> For the complete documentation index, see [llms.txt](https://finngen.gitbook.io/documentation/llms.txt). Markdown versions of documentation pages are available by appending `.md` to page URLs; this page is available as [Markdown](https://finngen.gitbook.io/documentation/methods/phewas/logistic-regression.md).

# Association tests

## Endpoint

We included 2,755 endpoints in the analysis, which consisted of 2,499 binary endpoints and 3 quantitative endpoints (HEIGHT\_IRN, WEIGHT\_IRN, BMI\_IRN). Endpoints with less than 50 cases among the 500,348 samples were excluded, as well as endpoints labeled with an OMIT tag in the endpoint definition file.

The quantitative endpoints HEIGHT and WEIGHT were acquired from minimum phenotype data.

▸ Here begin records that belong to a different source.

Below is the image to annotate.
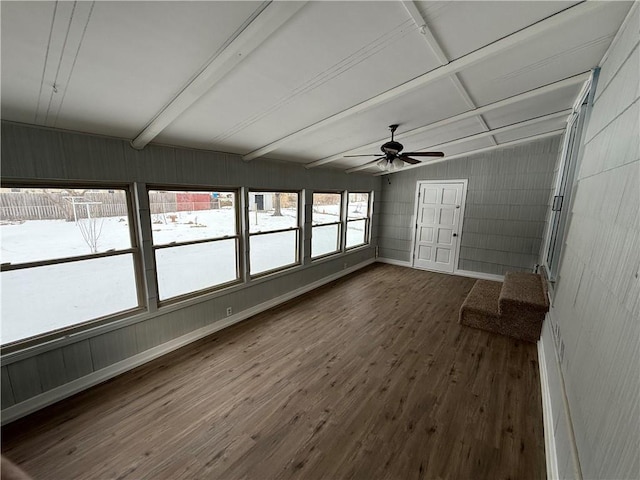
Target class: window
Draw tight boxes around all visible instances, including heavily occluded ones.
[248,190,300,276]
[0,185,142,345]
[149,190,240,301]
[311,192,342,258]
[545,71,597,282]
[346,192,371,248]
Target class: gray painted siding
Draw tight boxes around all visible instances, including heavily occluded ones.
[545,5,640,479]
[378,137,561,275]
[2,122,380,409]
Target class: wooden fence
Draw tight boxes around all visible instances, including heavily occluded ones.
[0,190,232,221]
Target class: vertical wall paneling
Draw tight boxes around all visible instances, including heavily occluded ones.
[0,367,16,410]
[7,357,43,403]
[35,349,68,392]
[60,340,93,382]
[0,122,381,414]
[378,136,560,275]
[90,326,138,370]
[543,4,640,479]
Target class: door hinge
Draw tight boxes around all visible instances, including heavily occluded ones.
[551,195,564,212]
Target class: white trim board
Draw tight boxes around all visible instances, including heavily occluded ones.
[0,258,376,425]
[376,257,504,282]
[538,336,560,480]
[453,270,504,282]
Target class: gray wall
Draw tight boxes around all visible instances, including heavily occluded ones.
[378,136,561,275]
[2,123,380,416]
[543,8,640,479]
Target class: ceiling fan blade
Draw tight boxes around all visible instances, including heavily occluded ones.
[398,155,420,165]
[403,152,444,157]
[343,153,380,157]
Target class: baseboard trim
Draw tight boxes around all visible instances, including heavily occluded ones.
[376,257,504,282]
[453,270,504,282]
[0,258,376,425]
[376,257,411,267]
[538,330,559,480]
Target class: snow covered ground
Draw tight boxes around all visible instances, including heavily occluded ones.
[0,204,366,344]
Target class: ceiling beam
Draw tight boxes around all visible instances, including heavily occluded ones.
[131,2,306,149]
[345,108,573,173]
[373,128,565,177]
[305,72,591,168]
[242,1,607,161]
[402,1,449,65]
[402,1,498,145]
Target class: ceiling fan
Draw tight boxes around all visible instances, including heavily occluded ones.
[345,125,444,172]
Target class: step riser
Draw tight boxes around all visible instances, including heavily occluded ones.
[459,272,549,343]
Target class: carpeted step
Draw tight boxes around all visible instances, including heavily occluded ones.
[499,272,549,318]
[459,280,502,333]
[459,272,549,342]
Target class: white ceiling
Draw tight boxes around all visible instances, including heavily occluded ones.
[0,1,631,173]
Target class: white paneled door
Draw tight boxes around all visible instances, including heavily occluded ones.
[413,181,466,273]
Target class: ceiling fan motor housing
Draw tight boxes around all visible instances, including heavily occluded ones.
[380,140,404,154]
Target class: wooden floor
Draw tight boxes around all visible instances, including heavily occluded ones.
[2,264,545,480]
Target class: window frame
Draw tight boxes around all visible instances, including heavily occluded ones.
[344,190,373,252]
[0,180,148,350]
[541,68,600,288]
[309,190,347,261]
[145,184,244,308]
[244,187,303,280]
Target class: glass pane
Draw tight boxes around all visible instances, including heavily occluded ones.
[347,220,367,248]
[0,254,138,344]
[0,188,131,264]
[249,230,298,275]
[311,225,340,258]
[249,192,298,233]
[149,190,237,245]
[313,193,342,225]
[347,193,369,220]
[156,239,238,300]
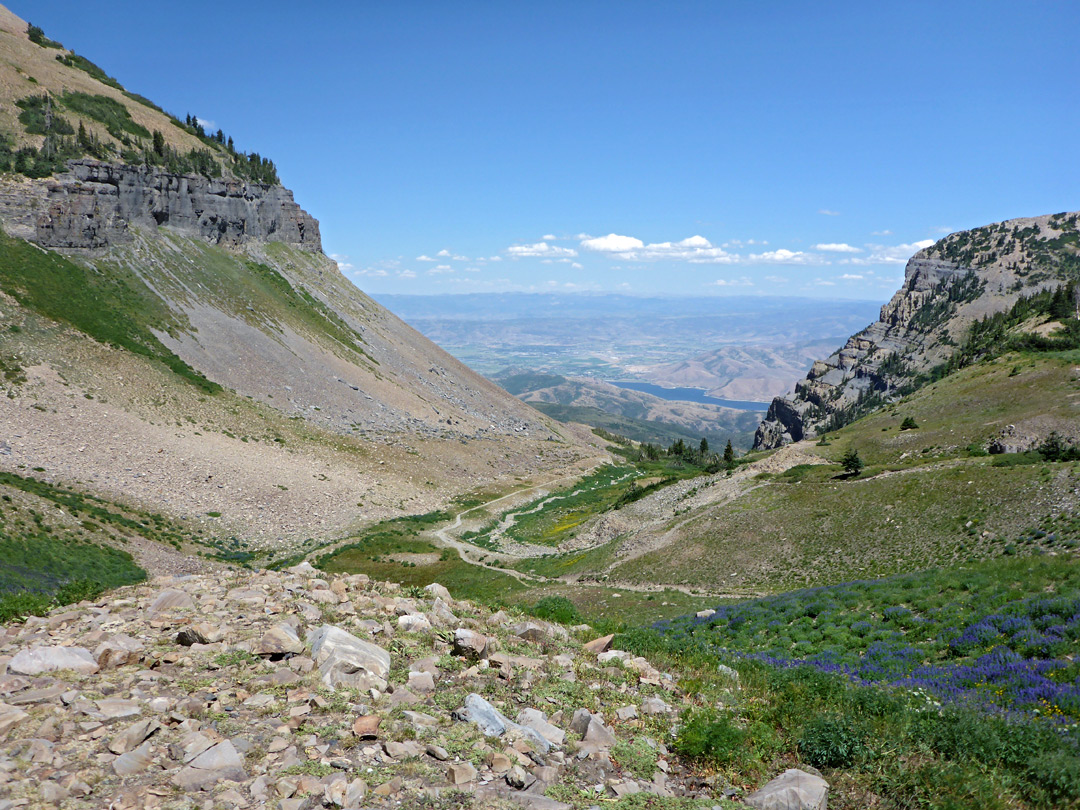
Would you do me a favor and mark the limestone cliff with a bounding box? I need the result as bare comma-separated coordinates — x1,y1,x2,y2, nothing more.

After that, phenotype BMI was formed from them, and all of them were inverse normal transformed.

## Null models

For regenie step 1 LOCO prediction computation for each endpoint, we used age, sex, 10 PCs, Finngen 1 or 2 chip or legacy genotyping batch as covariates. For sex-specific phenotypes, sample sex was left out from the covariates. We excluded covariates that had less than 10 cases.

For calculating genetic relatedness in regenie step 1, we included variants 1) imputed with an INFO score > 0.95 in all batches and 2) > 97 % non-missing genotypes and 3) MAF > 1 %. The remaining variants were LD pruned with a 1.5Mb window and r2 threshold of 0.2. This resulted in a set of 188,153 well-imputed not rare variants for relatedness calculation.

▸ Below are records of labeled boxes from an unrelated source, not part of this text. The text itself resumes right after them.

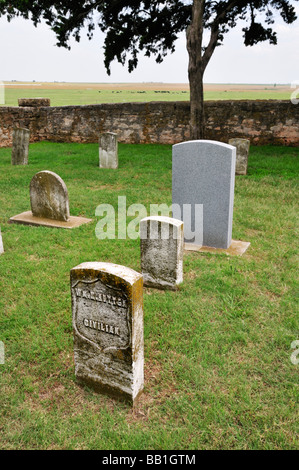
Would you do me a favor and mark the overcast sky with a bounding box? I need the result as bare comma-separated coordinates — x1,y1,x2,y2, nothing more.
0,7,299,84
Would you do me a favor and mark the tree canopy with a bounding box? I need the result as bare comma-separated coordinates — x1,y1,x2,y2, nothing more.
0,0,299,136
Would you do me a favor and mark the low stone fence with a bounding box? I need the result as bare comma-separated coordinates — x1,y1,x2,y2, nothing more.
0,100,299,147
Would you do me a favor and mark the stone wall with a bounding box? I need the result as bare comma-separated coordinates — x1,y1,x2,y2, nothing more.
0,100,299,147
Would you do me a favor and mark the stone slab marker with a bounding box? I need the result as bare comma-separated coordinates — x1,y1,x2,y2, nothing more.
0,228,4,255
228,138,250,175
9,170,92,228
70,262,144,403
172,140,236,248
140,216,184,290
99,132,118,169
11,127,30,165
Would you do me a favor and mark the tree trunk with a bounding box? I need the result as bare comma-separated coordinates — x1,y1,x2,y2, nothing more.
187,0,205,140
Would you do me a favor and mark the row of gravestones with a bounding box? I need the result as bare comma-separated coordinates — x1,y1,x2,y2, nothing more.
12,127,250,175
1,132,251,403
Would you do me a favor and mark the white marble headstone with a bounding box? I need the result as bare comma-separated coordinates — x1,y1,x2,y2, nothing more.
172,140,236,249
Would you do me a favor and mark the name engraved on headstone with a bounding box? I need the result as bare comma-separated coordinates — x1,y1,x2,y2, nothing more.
72,279,130,351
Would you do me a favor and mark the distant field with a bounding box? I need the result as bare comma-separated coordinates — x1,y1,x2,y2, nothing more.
0,82,293,106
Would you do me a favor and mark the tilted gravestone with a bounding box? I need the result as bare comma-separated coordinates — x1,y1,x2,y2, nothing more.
30,171,70,222
70,262,144,403
0,228,4,255
172,140,236,249
140,216,184,290
9,171,91,228
99,132,118,169
11,127,30,165
228,138,250,175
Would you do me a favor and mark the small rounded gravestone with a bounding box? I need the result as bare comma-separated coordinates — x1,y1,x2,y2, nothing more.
30,171,70,221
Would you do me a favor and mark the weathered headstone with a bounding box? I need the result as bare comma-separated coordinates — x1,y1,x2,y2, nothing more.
70,262,144,403
30,171,70,221
140,216,184,290
228,138,250,175
9,171,92,228
11,127,30,165
99,132,118,169
172,140,236,249
0,228,4,255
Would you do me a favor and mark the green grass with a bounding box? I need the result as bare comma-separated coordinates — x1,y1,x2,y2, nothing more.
0,142,298,450
0,86,292,106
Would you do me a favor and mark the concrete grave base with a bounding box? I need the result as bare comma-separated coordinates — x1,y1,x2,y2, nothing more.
9,211,92,228
184,240,250,256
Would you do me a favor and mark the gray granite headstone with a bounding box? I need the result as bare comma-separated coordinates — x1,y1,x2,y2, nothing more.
172,140,236,249
140,216,184,290
0,228,4,255
30,171,70,221
228,138,250,175
70,262,144,403
99,132,118,169
11,127,30,165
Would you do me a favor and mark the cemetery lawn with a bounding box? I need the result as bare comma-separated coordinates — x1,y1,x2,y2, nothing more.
0,142,299,450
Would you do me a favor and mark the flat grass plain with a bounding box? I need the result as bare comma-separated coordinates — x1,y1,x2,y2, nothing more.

We used a genotype block size of 1,000 in regenie step 1.

## Association tests

We ran association tests with regenie for each of the 2,755 endpoints for each variant with a minimum allele count of 5 among each phenotype’s cases and controls. We used the approximate Firth test for variants with an initial p-value of less than 0.01 and computed the standard error based on effect size and likelihood ratio test p-value (regenie options --firth --approx --pThresh 0.01 --firth-se).


---

# Agent Instructions
This documentation is published with GitBook. GitBook is the documentation platform designed so that both humans and AI agents can read, navigate, and reason over technical content effectively. Learn more at gitbook.com.

## Querying This Documentation
If you need additional information that is not directly available in this page, you can query the documentation dynamically by asking a question.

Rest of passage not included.